Безусловно, сегодня злоупотребляют выражением присутствие; но если с расстояния в более чем полвека, за которое мир так радикально изменился, я все еще приветствую Анри Франка и говорю о нем как о присутствующем, то я не применяю здесь литературный прием, что мне кажется недостойным: то, что я утверждаю, носит характер неоспоримой экзистенциальной достоверности. Впрочем, я не хочу сказать, что не существуют такие часы затмения, когда эта достоверность увядает или ослабляется. Но в той мере, в какой я остаюсь верным тем мыслям, которые мне помогли жить и которые, добавляю, помогли и многим другим, рассеянным по всему свету, вести их трудную борьбу, я утверждаю, что это затмение обусловлено моей смертной частью; и я сосредотачиваюсь на том, что есть sumus больше, чем на том, что есть sum[147].

В 1961 году У. Э. Хокинг и я, встретившись в его уединении в Нью- Гемпшире, признали друг друга «компаньонами вечности». Именно эти слова я должен повторить и обо мне и Анри Франке и, произнося их, я испытываю странное чувство победы над стихией разлучения, лежащей в основе всех наших отречений.

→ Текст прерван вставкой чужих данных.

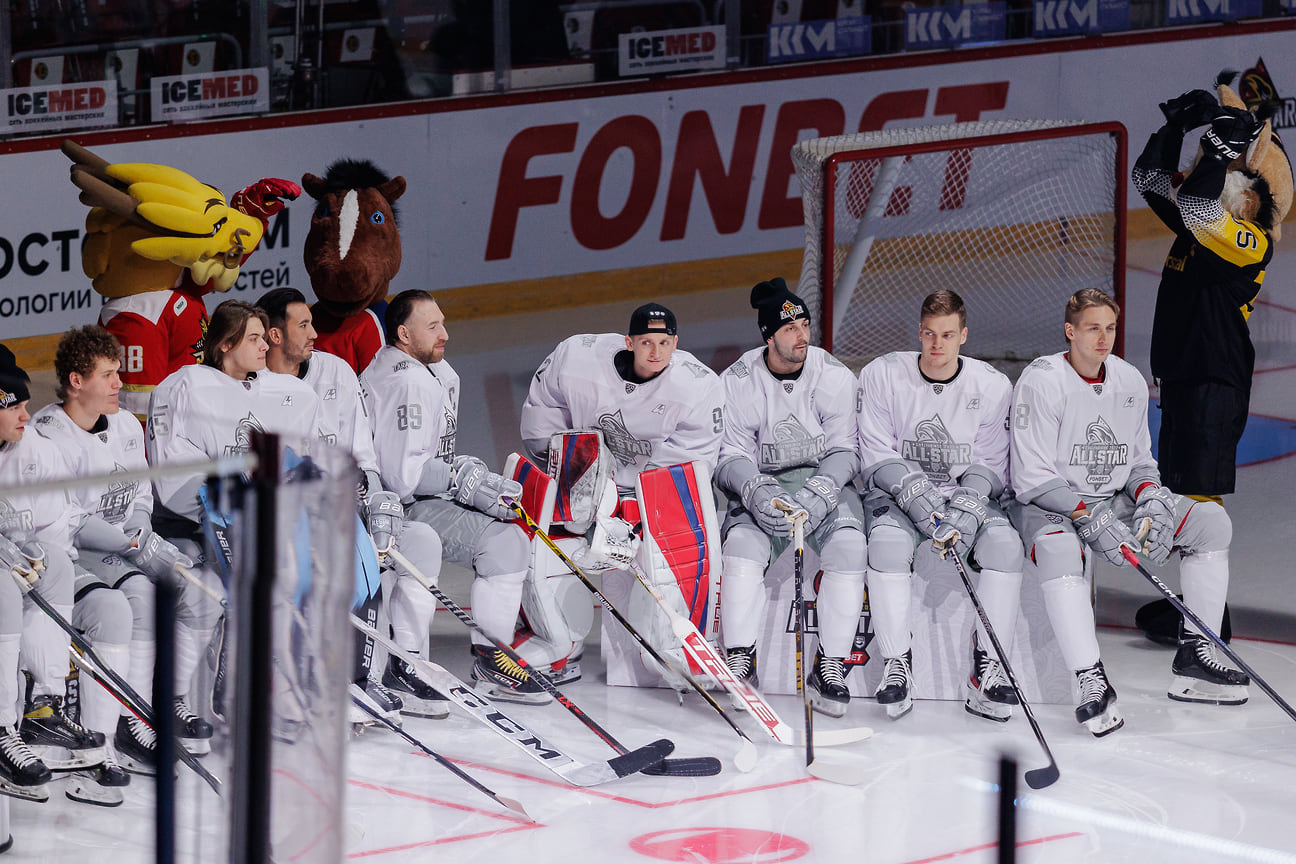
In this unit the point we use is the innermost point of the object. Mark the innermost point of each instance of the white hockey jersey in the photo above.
(47, 517)
(415, 415)
(342, 411)
(675, 417)
(115, 446)
(201, 413)
(938, 428)
(784, 424)
(1087, 437)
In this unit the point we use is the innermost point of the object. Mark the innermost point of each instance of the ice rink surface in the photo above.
(1180, 783)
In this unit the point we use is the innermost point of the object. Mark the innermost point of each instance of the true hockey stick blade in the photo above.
(485, 711)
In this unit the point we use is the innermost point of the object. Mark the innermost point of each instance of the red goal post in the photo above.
(1014, 215)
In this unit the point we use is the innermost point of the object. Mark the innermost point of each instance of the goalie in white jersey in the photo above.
(655, 406)
(412, 394)
(1082, 470)
(791, 437)
(933, 444)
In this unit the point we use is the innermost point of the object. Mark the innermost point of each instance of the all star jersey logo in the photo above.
(624, 446)
(935, 450)
(1100, 452)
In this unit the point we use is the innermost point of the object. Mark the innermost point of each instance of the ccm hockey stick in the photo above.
(1036, 777)
(745, 758)
(691, 767)
(446, 763)
(485, 711)
(1209, 634)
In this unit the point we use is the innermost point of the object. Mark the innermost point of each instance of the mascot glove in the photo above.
(1190, 110)
(266, 197)
(384, 518)
(478, 487)
(1154, 514)
(156, 556)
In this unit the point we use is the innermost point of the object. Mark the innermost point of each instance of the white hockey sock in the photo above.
(1072, 618)
(410, 608)
(495, 602)
(1204, 577)
(139, 671)
(9, 649)
(841, 597)
(888, 605)
(741, 601)
(100, 709)
(1001, 595)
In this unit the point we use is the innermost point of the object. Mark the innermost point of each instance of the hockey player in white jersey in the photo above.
(653, 406)
(35, 542)
(1084, 473)
(412, 394)
(118, 555)
(789, 434)
(346, 421)
(933, 444)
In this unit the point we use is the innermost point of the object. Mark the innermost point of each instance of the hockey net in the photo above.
(1014, 215)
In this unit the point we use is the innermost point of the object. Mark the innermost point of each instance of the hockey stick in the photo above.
(1036, 777)
(695, 767)
(578, 773)
(93, 665)
(745, 758)
(446, 763)
(1209, 634)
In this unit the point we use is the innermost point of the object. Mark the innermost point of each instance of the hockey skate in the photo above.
(22, 773)
(1097, 710)
(989, 694)
(417, 697)
(138, 746)
(51, 735)
(103, 785)
(1199, 676)
(503, 679)
(827, 683)
(896, 688)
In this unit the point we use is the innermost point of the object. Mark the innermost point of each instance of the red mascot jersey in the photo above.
(160, 332)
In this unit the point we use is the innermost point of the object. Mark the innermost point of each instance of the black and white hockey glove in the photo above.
(818, 498)
(1155, 512)
(963, 516)
(919, 499)
(26, 560)
(478, 487)
(384, 518)
(1103, 533)
(154, 556)
(758, 495)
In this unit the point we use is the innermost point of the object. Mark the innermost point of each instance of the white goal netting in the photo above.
(1014, 215)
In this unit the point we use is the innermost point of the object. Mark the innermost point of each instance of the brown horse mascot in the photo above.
(351, 253)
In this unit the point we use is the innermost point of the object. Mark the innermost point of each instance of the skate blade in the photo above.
(1191, 689)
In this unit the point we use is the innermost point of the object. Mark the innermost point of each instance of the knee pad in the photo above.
(891, 549)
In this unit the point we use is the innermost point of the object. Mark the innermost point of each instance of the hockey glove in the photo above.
(758, 495)
(384, 518)
(919, 499)
(156, 556)
(1103, 533)
(478, 487)
(1155, 511)
(963, 517)
(1230, 134)
(818, 498)
(1190, 110)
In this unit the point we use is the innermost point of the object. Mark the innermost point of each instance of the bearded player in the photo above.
(1084, 473)
(791, 437)
(933, 442)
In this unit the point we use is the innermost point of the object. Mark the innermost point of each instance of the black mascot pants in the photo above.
(1202, 422)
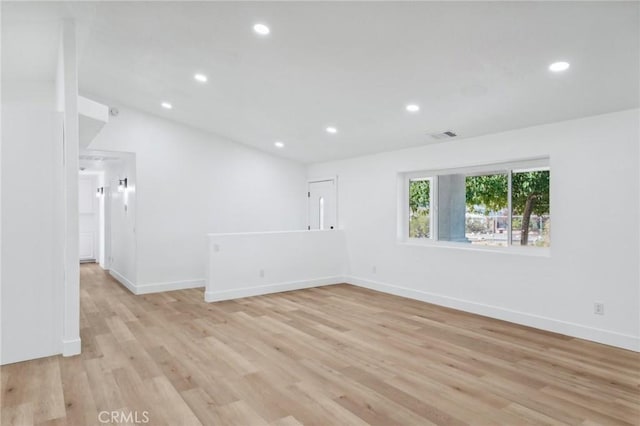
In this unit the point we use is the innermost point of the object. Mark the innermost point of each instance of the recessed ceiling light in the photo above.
(261, 29)
(201, 78)
(559, 66)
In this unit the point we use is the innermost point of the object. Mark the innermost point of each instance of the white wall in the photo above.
(254, 263)
(32, 243)
(123, 212)
(190, 183)
(594, 252)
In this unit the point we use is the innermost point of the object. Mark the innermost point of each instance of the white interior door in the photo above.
(88, 218)
(322, 204)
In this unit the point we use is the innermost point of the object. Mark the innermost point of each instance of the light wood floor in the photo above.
(337, 355)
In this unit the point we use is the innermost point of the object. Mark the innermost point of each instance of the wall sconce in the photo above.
(122, 185)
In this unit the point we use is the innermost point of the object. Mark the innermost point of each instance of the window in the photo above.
(498, 205)
(419, 208)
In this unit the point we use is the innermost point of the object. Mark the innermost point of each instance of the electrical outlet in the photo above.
(598, 308)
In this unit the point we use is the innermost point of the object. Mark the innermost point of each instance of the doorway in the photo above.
(322, 212)
(89, 218)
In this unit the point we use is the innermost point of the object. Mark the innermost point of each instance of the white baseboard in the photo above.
(71, 347)
(170, 286)
(123, 280)
(155, 287)
(217, 296)
(550, 324)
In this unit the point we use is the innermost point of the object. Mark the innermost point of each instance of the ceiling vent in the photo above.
(444, 135)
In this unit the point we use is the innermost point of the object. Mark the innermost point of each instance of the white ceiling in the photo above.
(475, 68)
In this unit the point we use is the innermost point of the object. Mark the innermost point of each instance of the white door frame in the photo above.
(335, 197)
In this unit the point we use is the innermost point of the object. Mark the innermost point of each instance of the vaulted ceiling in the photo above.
(472, 67)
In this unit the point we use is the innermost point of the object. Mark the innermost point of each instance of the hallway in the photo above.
(329, 355)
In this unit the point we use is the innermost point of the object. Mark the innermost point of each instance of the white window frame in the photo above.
(508, 168)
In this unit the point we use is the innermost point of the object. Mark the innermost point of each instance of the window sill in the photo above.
(512, 250)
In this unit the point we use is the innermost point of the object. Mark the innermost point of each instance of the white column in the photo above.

Нужно ли отсюда заключать, что у меня с Анри Франком образы мысли и чувства совпадали? Конечно, нет. Так двойная идентичность, о которой я говорил, не могла быть вполне моей. Как я мог бы себя чувствовать евреем, когда мой отец им не был, и в то же время у матери не осталось и следа иудаистской веры. Французом, конечно же, я себя чувствовал и сознавал, я и был им, но при этом я не исповедовал ничего такого, что напоминало бы какой-то национализм. Извиняясь за это педантское выражение, скажу, что мои категории были другими и что я определенно себя чувствовал уже тогда глубоким образом европейцем. Но к этому я еще добавлю, что если мир мысли для меня и был тогда еще чем-то туманным, то для Анри Франка, как мне казалось, все было ясным: его поэма «Танец перед ковчегом» служила тому доказательством. Отсюда и проистекало восхищение им, что не означает, что я считал себя таким же или лишь способным войти вместе с ним в то сияющее светом царство, которое было его миром.

И детство, и юность у него были бесконечно более гармоничными, чем мои: он вырос в любимой им прекрасной провинции, в Беарне[148], в то время как я оставался в нелюбимом Париже, который, к тому же, не мог и мечтать покинуть.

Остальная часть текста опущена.